When NOT to use autoai

  • Last GitHub push was 474 days ago (dormant maintenance, Mar 25, 2025). Validate activity before betting a new project on autoai.
  • Inference & Serving: Self-hosting rarely beats a hosted API on cost until you have steady, high-volume traffic.
  • Model Training: Try prompting and RAG first; fine-tuning is the answer to style/format, not missing knowledge.

Choose ray if…

  • Tags unique to ray: data-science, deployment, distributed, hyperparameter-optimization.
  • When you need to develop applications that require the distribution of tasks across multiple machines.
  • More GitHub stars (43k vs 186) - visibility, not fit.

When NOT to use ray

  • For simplistic projects or single-machine use cases, as Ray's distributed architecture may introduce unnecessary complexity.
  • If your project strictly adheres to languages other than Python, since most of the ecosystem and support revolves around Python.
  • When an environment already heavily utilizes another distributed computing framework that integrates deeply with specific needs, moving to Ray might not offer additional advantages over sticking with,
  • for example, an existing, well-integrated solution like Apache Spark for data processing.

Explore

Sources

Every stat on this page traces to a dated GitHub sync, license file, enrichment field, or trust scan.

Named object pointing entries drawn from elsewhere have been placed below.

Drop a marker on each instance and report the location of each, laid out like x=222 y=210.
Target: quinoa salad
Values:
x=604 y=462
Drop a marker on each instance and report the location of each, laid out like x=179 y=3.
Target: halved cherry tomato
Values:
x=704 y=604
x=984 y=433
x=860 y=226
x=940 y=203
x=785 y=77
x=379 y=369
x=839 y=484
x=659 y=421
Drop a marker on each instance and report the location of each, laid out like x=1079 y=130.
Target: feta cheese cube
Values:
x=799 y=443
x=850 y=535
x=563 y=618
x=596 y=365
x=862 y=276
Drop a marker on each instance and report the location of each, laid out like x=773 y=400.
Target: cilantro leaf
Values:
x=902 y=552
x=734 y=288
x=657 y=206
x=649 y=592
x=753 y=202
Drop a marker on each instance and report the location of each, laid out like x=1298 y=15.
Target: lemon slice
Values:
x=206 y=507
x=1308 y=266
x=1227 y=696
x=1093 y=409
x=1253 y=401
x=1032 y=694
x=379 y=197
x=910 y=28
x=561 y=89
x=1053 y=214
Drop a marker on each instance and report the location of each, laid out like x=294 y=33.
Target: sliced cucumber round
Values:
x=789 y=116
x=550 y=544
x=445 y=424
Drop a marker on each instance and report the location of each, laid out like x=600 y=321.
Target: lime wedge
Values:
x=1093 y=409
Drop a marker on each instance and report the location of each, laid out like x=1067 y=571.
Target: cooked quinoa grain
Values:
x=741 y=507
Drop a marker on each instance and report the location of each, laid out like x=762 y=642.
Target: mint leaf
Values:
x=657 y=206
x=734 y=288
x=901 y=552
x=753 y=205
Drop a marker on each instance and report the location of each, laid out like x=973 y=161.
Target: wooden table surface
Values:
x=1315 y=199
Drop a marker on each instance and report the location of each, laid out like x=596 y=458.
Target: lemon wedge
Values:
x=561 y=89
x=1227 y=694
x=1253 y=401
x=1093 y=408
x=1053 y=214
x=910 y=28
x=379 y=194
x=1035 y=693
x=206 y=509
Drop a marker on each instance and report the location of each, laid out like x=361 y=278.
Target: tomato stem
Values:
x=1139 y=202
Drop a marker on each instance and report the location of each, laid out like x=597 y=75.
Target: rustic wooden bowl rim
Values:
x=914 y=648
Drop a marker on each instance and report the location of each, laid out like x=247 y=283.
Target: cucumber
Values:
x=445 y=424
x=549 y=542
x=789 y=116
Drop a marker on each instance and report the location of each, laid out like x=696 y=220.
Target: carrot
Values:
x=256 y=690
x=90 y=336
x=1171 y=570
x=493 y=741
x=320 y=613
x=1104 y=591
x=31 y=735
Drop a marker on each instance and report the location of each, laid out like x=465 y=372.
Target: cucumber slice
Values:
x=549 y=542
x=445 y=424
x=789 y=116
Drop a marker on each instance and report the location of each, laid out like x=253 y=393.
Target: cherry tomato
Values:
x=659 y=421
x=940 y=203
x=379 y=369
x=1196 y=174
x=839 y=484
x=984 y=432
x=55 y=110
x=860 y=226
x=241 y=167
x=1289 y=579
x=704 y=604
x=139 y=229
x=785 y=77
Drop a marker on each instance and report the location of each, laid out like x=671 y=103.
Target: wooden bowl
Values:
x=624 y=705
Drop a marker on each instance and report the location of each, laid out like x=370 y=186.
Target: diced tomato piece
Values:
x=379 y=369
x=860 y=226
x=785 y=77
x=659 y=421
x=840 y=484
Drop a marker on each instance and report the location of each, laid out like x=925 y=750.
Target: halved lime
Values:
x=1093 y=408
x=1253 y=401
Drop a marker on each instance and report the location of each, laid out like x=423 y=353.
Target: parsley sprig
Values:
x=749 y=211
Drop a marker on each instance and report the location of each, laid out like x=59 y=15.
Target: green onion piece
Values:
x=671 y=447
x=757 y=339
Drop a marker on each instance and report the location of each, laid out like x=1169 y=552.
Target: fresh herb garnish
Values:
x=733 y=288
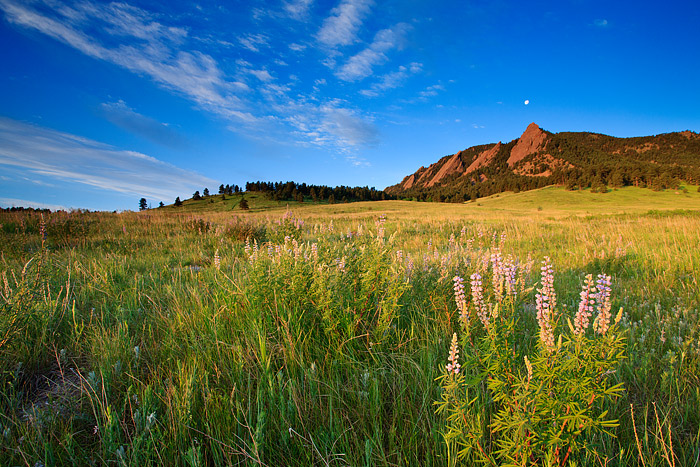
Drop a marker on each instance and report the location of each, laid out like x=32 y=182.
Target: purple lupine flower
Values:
x=545 y=301
x=498 y=276
x=602 y=321
x=460 y=298
x=453 y=366
x=510 y=271
x=585 y=306
x=482 y=310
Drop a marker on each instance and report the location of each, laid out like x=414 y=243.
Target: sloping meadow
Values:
x=328 y=338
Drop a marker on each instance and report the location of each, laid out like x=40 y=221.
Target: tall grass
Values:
x=316 y=342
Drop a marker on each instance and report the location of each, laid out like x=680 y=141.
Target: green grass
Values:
x=122 y=343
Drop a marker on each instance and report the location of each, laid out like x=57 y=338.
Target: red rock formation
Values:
x=484 y=158
x=530 y=142
x=453 y=165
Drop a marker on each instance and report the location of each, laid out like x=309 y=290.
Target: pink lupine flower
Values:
x=602 y=321
x=510 y=271
x=217 y=260
x=453 y=366
x=482 y=310
x=498 y=276
x=585 y=306
x=528 y=365
x=460 y=298
x=545 y=301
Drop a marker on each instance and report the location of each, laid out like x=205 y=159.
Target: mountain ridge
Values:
x=574 y=159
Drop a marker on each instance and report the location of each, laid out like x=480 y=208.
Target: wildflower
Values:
x=478 y=299
x=545 y=301
x=460 y=299
x=453 y=366
x=498 y=273
x=42 y=230
x=528 y=365
x=602 y=321
x=510 y=270
x=585 y=306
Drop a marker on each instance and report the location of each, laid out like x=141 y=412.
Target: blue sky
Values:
x=103 y=103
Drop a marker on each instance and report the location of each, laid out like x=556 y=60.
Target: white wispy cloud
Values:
x=65 y=157
x=127 y=118
x=24 y=203
x=392 y=80
x=139 y=44
x=247 y=96
x=431 y=91
x=254 y=42
x=340 y=28
x=298 y=9
x=360 y=65
x=349 y=127
x=262 y=75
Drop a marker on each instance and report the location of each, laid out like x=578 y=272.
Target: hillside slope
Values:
x=573 y=159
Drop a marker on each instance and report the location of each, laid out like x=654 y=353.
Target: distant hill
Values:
x=572 y=159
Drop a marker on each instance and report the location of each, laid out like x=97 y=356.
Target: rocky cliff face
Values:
x=463 y=163
x=572 y=158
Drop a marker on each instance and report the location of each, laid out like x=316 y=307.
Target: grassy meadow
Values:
x=315 y=334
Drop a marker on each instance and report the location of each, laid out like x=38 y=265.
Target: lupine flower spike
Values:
x=453 y=366
x=545 y=302
x=478 y=298
x=528 y=365
x=460 y=299
x=217 y=260
x=585 y=306
x=602 y=321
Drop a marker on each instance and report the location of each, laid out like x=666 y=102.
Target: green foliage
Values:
x=182 y=337
x=517 y=402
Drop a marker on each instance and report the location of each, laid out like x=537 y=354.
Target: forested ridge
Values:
x=575 y=160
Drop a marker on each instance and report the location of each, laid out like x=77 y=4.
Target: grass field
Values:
x=208 y=335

GitHub stars on cards: autoai 186 · ray 43k (synced Jul 11, 2026).

Common questions

What is the difference between autoai and ray?
autoai: Python based framework for Automatic AI for Regression and Classification over numerical data. Performs model search, hyper-parameter tuning, and high-quality Jupyter Notebook code generation.. ray: Ray is an AI compute engine with a core distributed runtime and AI Libraries for accelerating ML workloads.. See the comparison table for live GitHub stats and shared categories.
When should I choose autoai over ray?
Choose autoai over ray when Tags unique to autoai: ai, autoai, automl, codegen; Leaner open-issue backlog (9).
When should I choose ray over autoai?
Choose ray over autoai when Tags unique to ray: data-science, deployment, distributed, hyperparameter-optimization; When you need to develop applications that require the distribution of tasks across multiple machines; More GitHub stars (43k vs 186) - visibility, not fit.
When should I avoid autoai?
Last GitHub push was 474 days ago (dormant maintenance, Mar 25, 2025). Validate activity before betting a new project on autoai. Inference & Serving: Self-hosting rarely beats a hosted API on cost until you have steady, high-volume traffic. Model Training: Try prompting and RAG first; fine-tuning is the answer to style/format, not missing knowledge.
When should I avoid ray?
For simplistic projects or single-machine use cases, as Ray's distributed architecture may introduce unnecessary complexity. If your project strictly adheres to languages other than Python, since most of the ecosystem and support revolves around Python. When an environment already heavily utilizes another distributed computing framework that integrates deeply with specific needs, moving to Ray might not offer additional advantages over sticking with, for example, an existing, well-integrated solution like Apache Spark for data processing.
Is autoai or ray more popular on GitHub?
ray has more GitHub stars (43,190 vs 186). Stars measure visibility, not whether either tool fits your constraints.
Are autoai and ray open source?
Yes - both are open-source projects on GitHub (autoai: Apache-2.0, ray: Apache-2.0).
Where can I find alternatives to autoai or ray?
GraphCanon lists graph-backed alternatives at autoai alternatives and ray alternatives (autoai markdown twin, ray markdown twin), ranked by typed relationship edges rather than popularity votes.
Is there a machine-readable version of this comparison?
Yes. The markdown twin at this comparison mirrors this page for agents and LLM crawlers, with the same stats table and FAQ answers.
Which is better maintained, autoai or ray?
autoai: Dormant. ray: Very active. Compare maintenance labels, days since push, and release cadence in the trust section below - stars alone do not measure maintenance.
Where are the full trust reports for autoai and ray?
GraphCanon publishes per-repo trust reports with dated maintenance, provenance, and scan summaries: autoai trust report; ray trust report.